Speech-based assessment plays a particularly critical role in our studies due to its potential for remote, automated, and scalable mental health monitoring without the same privacy concerns related to video recordings. To enhance the precision of speech-based symptom severity estimation, we develop feature fusion models that utilize articulatory coordination features alongside acoustic speech representations extracted from pre-trained speech models. In addition to the traditional articulatory coordination features, we propose Concise Articulatory (C-Art) representations, generated through a representation learning framework to produce more information-dense embeddings from the sparse coordination matrices obtained from TVs. The proposed C-Art representations outperformed traditional coordination features in the feature fusion models for symptom severity estimation, proving the utility of the proposed representations. Furthermore, to provide a more structured approach to subject intervention prioritization based on symptom severity, we introduce a Bradley-Terry pairwise comparison model, refining severity ranking and ensuring a more robust model architecture that works well in data-scarce scenarios.
Interpretability of the results obtained from these AI-based models is essential for real-world clinical adoption. We explore this aspect by quantifying articulatory coordination extracted from speech into a biomarker. This proposed biomarker distinguishes between complex and simpler speech coordination in relation to healthy controls. The clinical relevance of this biomarker is validated by performing systematic analyses that showed specific schizophrenia symptom subtypes correlate with the biomarker based on their presence and individual symptom severity. These associations suggest that the biomarker not only differentiates diagnostic groups but also meaningfully reflects underlying symptom dimensions, supporting its potential use for objective symptom characterization and clinical monitoring.

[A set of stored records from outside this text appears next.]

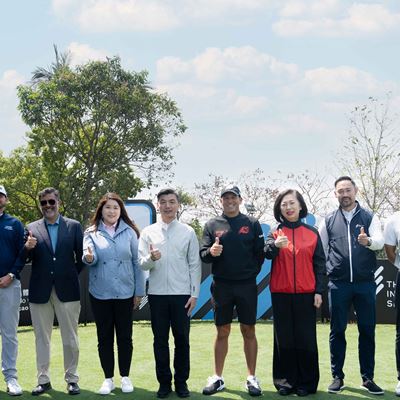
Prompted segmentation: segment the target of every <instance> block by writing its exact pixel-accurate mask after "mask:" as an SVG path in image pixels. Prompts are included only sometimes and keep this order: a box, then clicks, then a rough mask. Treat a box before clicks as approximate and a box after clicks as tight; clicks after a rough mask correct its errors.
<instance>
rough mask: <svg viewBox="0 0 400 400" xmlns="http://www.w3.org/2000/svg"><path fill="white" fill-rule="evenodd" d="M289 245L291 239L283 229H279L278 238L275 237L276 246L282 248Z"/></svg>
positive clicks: (275, 244)
mask: <svg viewBox="0 0 400 400" xmlns="http://www.w3.org/2000/svg"><path fill="white" fill-rule="evenodd" d="M288 245H289V239H288V238H287V236H286V235H285V234H284V232H283V230H282V229H278V231H277V236H276V239H275V246H276V247H277V248H278V249H282V248H284V247H288Z"/></svg>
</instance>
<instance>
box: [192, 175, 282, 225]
mask: <svg viewBox="0 0 400 400" xmlns="http://www.w3.org/2000/svg"><path fill="white" fill-rule="evenodd" d="M208 177H209V181H208V182H203V183H196V184H195V189H194V193H193V196H194V197H195V199H196V204H197V207H196V210H195V213H196V215H197V218H198V219H199V220H201V221H202V220H205V219H208V218H210V217H213V216H217V215H220V214H221V212H222V207H221V202H220V197H221V190H222V189H223V188H224V187H225V186H227V185H228V184H233V183H232V180H230V179H228V178H226V177H223V176H221V175H214V174H209V175H208ZM269 182H272V180H271V179H269ZM235 184H237V185H238V187H239V188H240V190H241V194H242V198H243V209H244V210H243V211H244V212H247V213H248V214H251V215H253V216H254V217H255V218H257V219H260V220H262V221H268V220H270V219H271V217H272V208H273V203H274V201H275V198H276V196H277V195H278V193H279V191H278V190H277V189H276V188H271V187H270V186H269V185H268V184H267V177H266V176H265V175H264V171H263V170H261V169H256V170H254V171H250V172H246V173H243V174H242V175H240V176H239V178H238V179H237V180H236V183H235Z"/></svg>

Another challenge in clinical adoption is the generalizability of the models and biomarkers developed. Data scarcity, a common problem with behavioral data, including video and speech, especially in the medical domain due to privacy issues, is something that usually hinders the generalizability of the frameworks. We were able to effectively mitigate it through our feature extraction, selection, and model design process. The trained models were evaluated on multiple independent datasets collected in different settings to ensure their generalizability.
In essence, the work in this dissertation presents steps taken towards integrating computational intelligence with clinical practice for schizophrenia assessment, and highlights the importance of developing scalable, interpretable, and accessible AI-driven tools that can support symptom monitoring, early detection, and intervention prioritization in real-world mental health care.